Haşiye
Haşiye (ha:şiy - ḥāşiye) Arapça kökenli isim soylu bir kelimedir. Kelime anlamını TDK: “Dipnot. Bir eseri daha iyi açıklamak için yazılan açıklama kitabı” şeklinde tarif etmiştir.
Haşiye, eski edebiyatta da kullanılan bir terimdir. Günümüz dilindeki tam karşılığı kitaba veya metne yapılan açıklama , şerh etme, veya kolay anlaşılacak şekilde genişletme ve izah etme olarak anlatmak mümkündür.
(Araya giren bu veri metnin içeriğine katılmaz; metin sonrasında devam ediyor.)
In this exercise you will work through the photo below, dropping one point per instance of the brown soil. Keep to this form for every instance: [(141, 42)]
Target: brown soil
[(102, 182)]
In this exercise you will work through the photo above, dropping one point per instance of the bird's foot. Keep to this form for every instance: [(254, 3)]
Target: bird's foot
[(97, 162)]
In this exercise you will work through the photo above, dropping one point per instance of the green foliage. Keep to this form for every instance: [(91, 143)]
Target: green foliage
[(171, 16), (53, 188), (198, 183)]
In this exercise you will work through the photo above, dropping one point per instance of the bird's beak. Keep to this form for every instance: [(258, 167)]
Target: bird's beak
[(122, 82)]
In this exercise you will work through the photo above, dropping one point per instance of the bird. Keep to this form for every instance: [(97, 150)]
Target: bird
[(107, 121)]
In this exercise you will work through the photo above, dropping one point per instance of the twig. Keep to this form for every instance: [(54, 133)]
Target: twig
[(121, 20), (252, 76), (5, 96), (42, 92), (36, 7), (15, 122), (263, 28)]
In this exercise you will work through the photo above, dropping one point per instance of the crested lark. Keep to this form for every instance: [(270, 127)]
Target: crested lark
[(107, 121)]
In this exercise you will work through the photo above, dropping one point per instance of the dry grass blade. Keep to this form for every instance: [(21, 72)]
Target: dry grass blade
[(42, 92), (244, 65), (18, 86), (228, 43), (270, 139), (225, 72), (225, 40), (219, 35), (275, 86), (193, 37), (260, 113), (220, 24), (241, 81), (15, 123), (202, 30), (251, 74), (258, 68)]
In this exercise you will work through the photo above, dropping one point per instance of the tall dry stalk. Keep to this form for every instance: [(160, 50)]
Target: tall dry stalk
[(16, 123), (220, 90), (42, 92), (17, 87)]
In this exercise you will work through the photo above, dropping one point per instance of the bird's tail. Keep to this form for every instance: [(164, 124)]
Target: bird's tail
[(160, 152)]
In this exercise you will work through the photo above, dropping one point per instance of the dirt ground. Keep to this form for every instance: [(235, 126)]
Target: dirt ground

Eski edebiyatçılar Haşiyeyi bir çeşit şerh etmek olarak da düşünmüşler, metinlerin kolay anlaşılması için sayfalara haşiyeler yapmışlar, yazdıkları eserlerin kenarına, bir köşesine veya altına yaptıkları metinle ilgili açıklamalara haşiye demişlerdir.
Haşiye yapmanın amacı anlaşılması güç izahlara, kavramlara veya metinlere kolay anlaşılmasını sağlayacak izahatlar getirmektir. Anlatımı müşkül olan veya izahı müphem, belirsiz kalmış konulara açıklayıcı ilaveler yapmışlar ve daha kolay anlaşılmasını sağlamaya çalışmışlardır.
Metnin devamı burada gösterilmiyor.